'Fallout 4 VR' is "going great. There's a lot of work to be done, but it's super exciting. Bethesda Game Studios
Bethesda originally announced that it was working on a virtual reality version of Fallout 4 at its E3 2016 media event and showed off a brief but limited experimental demo that illustrated the potential of the idea. When we spoke to Bethesda Game Studios executive producer Todd Howard in November, he told us "that’s the promise of VR, being in a big virtual world. The core experience, meaning you put on the headset and you’re standing in the world of Fallout and can go where you want, just that little bit is every bit as cool as you hope it would be. Once we did that, we were like, 'OK, we gotta see where this goes,'" he said.
We spoke with Howard again this week, who provided a brief update on the project, and it seems his team is on track to achieve what it set out to do. "Fallout is going great. There's a lot of work to be done, but it's super exciting. We are doing the whole game," he assured us. "You can play it start to finish right now, and the whole thing really works in terms of interface and everything."

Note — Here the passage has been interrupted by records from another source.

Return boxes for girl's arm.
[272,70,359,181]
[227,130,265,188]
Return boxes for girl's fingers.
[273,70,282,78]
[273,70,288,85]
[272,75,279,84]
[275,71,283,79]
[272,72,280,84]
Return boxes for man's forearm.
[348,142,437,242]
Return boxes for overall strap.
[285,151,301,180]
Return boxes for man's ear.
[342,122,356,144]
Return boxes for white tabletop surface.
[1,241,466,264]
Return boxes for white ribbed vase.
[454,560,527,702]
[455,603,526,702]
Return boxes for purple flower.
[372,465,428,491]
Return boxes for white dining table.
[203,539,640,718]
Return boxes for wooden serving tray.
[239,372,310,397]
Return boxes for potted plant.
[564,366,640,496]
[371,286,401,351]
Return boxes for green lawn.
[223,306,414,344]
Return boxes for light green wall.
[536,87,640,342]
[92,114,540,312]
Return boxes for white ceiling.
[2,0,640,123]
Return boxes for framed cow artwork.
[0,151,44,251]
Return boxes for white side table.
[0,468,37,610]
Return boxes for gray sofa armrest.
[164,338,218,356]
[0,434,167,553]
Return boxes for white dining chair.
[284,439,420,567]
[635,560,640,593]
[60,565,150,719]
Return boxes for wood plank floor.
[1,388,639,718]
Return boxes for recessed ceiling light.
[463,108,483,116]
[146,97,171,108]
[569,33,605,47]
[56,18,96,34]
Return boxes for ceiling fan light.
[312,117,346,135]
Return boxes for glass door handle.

When we asked him about the challenges of porting a game designed as a "traditional" first person game to a virtual reality environment, he was unphased by the challenges. "I will say that Fallout works because of the interface," he explained. "The Pip-Boy is on your wrist and we've been able to present so that it works the way you expect. You look and there it is. The fact that the gunplay is a bit slower than in a lot of games has certainly helped us but we have V.A.T.S., so you can pause or slow down the world," he says, describing the Vault-Tec Assisted Targeting System that allows you to freeze real time combat and target specific areas of enemies before unfreezing the action and watching it play out. "I assure you, V.A.T.S. in VR is awesome. We love it."
Pip-Boy is perfect for virtual reality according to Howard Bethesda
On the subject of moving around Fallout 4's enormous game world, he notes that the studio is working on a number of solutions to the problem, acknowledging that locomotion is a problem that all developers of VR games are tackling. "We're lucky that the action isn't super twitchy," he says. "Locomotion is definitely the hard part, I will admit. Given the size of the world and the amount that you're moving in Fallout 4 that part is tricky because you're doing it a lot. Right now we're doing the teleport warp thing and that's fine, but we're experimenting with a few others."
Interestingly, Howard says that the studio's plan isn't to come up with just one solution, but instead will be trying everything it can. "Our plan is to ship with as many as we can, because it's different for everybody," he says. "There are a lot of indie developers and students that are working on prototypes and thinking about how to move in VR and so we're looking at a lot of those. "
There's still no firm release date for Fallout 4 VR, but it seems likely we'll be hearing something very soon. "It's going great. It's definitely the right game for us to do," Howard says.